I have to file new claims against the city this week. I documented that Mayor Jennings, the chief executive, did nothing while problems continued. I provided evidence that Chief Tuffey interfered with officers filing reports last fall. And now I’ve documented that Chief Tuffey is tampering with witnesses. This fits with the modus operandi of Chief Tuffey that I documented earlier: the same day Commander Beattie referred me to Chief Tuffey, the chief closed my complaints rather than address my questions. Chief Tuffey also admitted the APD was behind false hotline reports.
I have excellent records and still have multiple options about what to do with them, since the chief keeps acting up. I’ll be filing the claims, writing about it in the future, and putting papers in order for corruption investigators.
I’ll say it again: keep excellent records of your dealings with Albany area law enforcement.
Kate
When I carefully documented unlawful witness tampering, I wondered aloud which agency of law enforcement would handle it: federal, state, county or city.
Since then I daydreamed about the Catholic principle of subsidiarity — how the most local competent people should address that community’s needs. No doubt Judaism, Islam and Hinduism have similar principles. Doesn’t it make a lot of sense?
As the principle recognizes, there are some relevant factors to consider when it comes to putting this tenet into practice here in Albany, with a police chief who unlawfully tampers, retaliates and interferes, a mayor who fails to do what he said he would, and a DA who calculates everything politically.
1. The city will defend, not look into unlawful activity. The mayor simply lies about being available. He promised me an investigation. There was no follow up. Instead the city engaged in unlawful witness tampering.
2. The county is not effective in dealing with unlawful city activity. There are too many political calculations, conflicts of interest, and tremendous hubris.
3. The state is far more broken down and dysfunctional than anyone could ever know. New York is a patchwork of multiple overlapping authorities and commissions and too many easy ways to say it’s someone else’s problem or to interfere in what happens. Lots of wasted taxpayer money in those jobs.

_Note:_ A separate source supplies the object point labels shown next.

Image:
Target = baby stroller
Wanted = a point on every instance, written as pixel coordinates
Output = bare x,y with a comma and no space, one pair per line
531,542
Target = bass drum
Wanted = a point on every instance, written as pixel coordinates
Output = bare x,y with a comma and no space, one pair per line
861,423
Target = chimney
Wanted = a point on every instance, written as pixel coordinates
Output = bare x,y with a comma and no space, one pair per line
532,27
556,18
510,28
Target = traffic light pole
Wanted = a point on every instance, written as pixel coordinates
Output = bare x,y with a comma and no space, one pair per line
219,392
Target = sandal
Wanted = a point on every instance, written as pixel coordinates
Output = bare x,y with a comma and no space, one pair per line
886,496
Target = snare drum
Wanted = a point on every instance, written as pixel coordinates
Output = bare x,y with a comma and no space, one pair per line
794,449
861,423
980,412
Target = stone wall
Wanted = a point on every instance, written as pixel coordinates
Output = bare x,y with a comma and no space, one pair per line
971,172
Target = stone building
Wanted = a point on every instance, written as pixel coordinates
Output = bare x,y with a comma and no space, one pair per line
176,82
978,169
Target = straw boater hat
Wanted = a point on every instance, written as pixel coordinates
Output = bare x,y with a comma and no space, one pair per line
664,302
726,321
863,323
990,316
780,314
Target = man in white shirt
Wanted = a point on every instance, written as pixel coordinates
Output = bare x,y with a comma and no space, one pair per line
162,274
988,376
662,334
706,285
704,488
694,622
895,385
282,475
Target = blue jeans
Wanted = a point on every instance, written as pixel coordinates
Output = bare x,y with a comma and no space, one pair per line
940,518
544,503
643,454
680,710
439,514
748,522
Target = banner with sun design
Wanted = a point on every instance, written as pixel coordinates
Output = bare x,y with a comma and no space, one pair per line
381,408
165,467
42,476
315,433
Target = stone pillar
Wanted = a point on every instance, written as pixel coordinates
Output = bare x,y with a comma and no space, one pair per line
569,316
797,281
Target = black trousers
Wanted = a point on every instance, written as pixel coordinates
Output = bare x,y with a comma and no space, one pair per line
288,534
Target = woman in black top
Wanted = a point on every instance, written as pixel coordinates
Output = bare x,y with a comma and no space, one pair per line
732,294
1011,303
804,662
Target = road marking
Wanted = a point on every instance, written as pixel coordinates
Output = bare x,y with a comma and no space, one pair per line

4. The federal government is more responsive and efficient than I knew. Give us federal grounds, they say, not what are the politics and who is fabricating that you’re nuts. What is the federal basis? One of the few fair questions I’ve heard in three years. I have the answer too.
Kate
Check out all the juicy stories in the media right now about cops calling Chief Tuffey a liar and rightfully stressing his habit of retaliation.
Mine is just one story to tell and I am working on it.
I wrote four chapters of my book on Albany law enforcement corruption in recent weeks. I began with the very recent unlawful witness tampering by the police chief, and then went back in time to start the chronology with the false arrest made by Chief Tuffey in April 2006.
I want to remind anyone dealing with issues of corruption to make sure you keep excellent records. Document everything. Include your observations of the modus operandi of individuals you have multiple contacts with. Make requests under the Freedom of Information law, which will provide some very helpful details about what happened.
I expect to make this book available to anyone who wants to use the democratic process to rid this city of its corrupt practices.
Do what you can in your own work.
Kate
I caught the Albany Police Department and Mayor Jennings red handed with witness tampering.
Let’s see what local, county, state or federal office addresses that.
The daring violation of law is stunning — and of course well documented. I got it covered from every angle.
I bet a classroom of second graders could figure it out.